Everyone who is interested in learning the Savile story in its entirety will benefit from reading Dan Davies’s definitive biography ‘Jimmy Savile: his life and lies’. As an investigative story, it rivals Carl Bernstein and Bob Woodward’s All The President’s Men. It reveals Savile to be an enormously powerful and manipulative man who had friends in high places. The Pope, Margaret Thatcher, the Royal Family, senior police officers who met at his Leeds flat every Friday and all manner of influential people were under his spell. If you spoke or acted against him, you were up against the full might of almost the entire establishment.
I cannot hold my hands up and say that the BBC does not have questions to answer. Savile worked for the corporation for many years so they cannot say “it was nothing to do with me, guv”, but where was everyone else? How about the News of the World, that doyen of investigative journalism, fearlessly seeking out and exposing scandal?
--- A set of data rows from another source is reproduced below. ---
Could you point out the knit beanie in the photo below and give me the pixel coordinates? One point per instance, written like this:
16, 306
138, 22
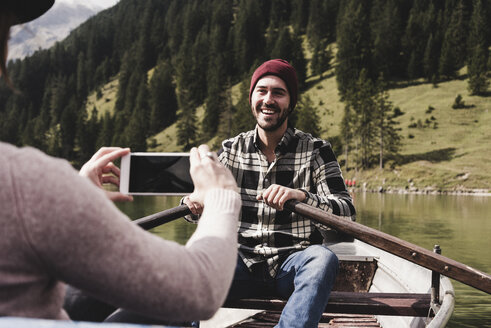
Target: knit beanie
26, 10
283, 70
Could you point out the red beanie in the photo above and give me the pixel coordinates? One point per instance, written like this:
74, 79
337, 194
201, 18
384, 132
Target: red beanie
283, 70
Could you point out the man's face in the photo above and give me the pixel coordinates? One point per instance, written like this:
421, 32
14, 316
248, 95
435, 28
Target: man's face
270, 103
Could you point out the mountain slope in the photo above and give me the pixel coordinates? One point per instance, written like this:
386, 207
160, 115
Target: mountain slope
53, 26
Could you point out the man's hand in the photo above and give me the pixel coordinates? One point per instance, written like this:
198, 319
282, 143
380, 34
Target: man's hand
276, 196
207, 173
101, 170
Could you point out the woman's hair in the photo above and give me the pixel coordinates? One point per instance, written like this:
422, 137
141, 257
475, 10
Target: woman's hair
7, 19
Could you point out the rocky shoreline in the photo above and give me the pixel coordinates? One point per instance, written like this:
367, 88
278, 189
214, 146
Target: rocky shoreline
423, 191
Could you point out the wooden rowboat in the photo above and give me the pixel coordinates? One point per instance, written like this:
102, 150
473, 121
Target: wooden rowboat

All those whispers that circulated for decades about Savile – and let’s face it, everyone thought he was a bit odd – did not reach Britain’s best selling Sunday newspaper, or its best selling daily for that matter. Rupert Murdoch’s News of the World. Was it asleep on the job, or did the paper not have the bottle to take on the establishment or, perhaps, as I have long believed, it is part of the very establishment it purports to oppose. Perhaps the News of the World was too busy hacking the phones of murdered schoolgirls or movie stars to notice what was going on?
I have not seen beyond the Sun’s anti-BBC headlines this week because I know the narrative will be. By the time you’ve finished reading you will be reasonably sure that the BBC is run by rapists and paedophiles and that Jimmy Savile was a mere victim. Or something. All right, that might be an exaggeration, but bear in mind the Sun expose is more about the BBC than Savile, such are the lowly principles of Rupert Murdoch.
The truth about Savile is out there, in Davies’s book, and it makes for difficult reading. Whatever the faults and shortcomings of others, there is only one person to blame for Savile’s offending and that is Savile. Let’s start from that point and investigate how he got away and not seek to blame others for the basic crimes.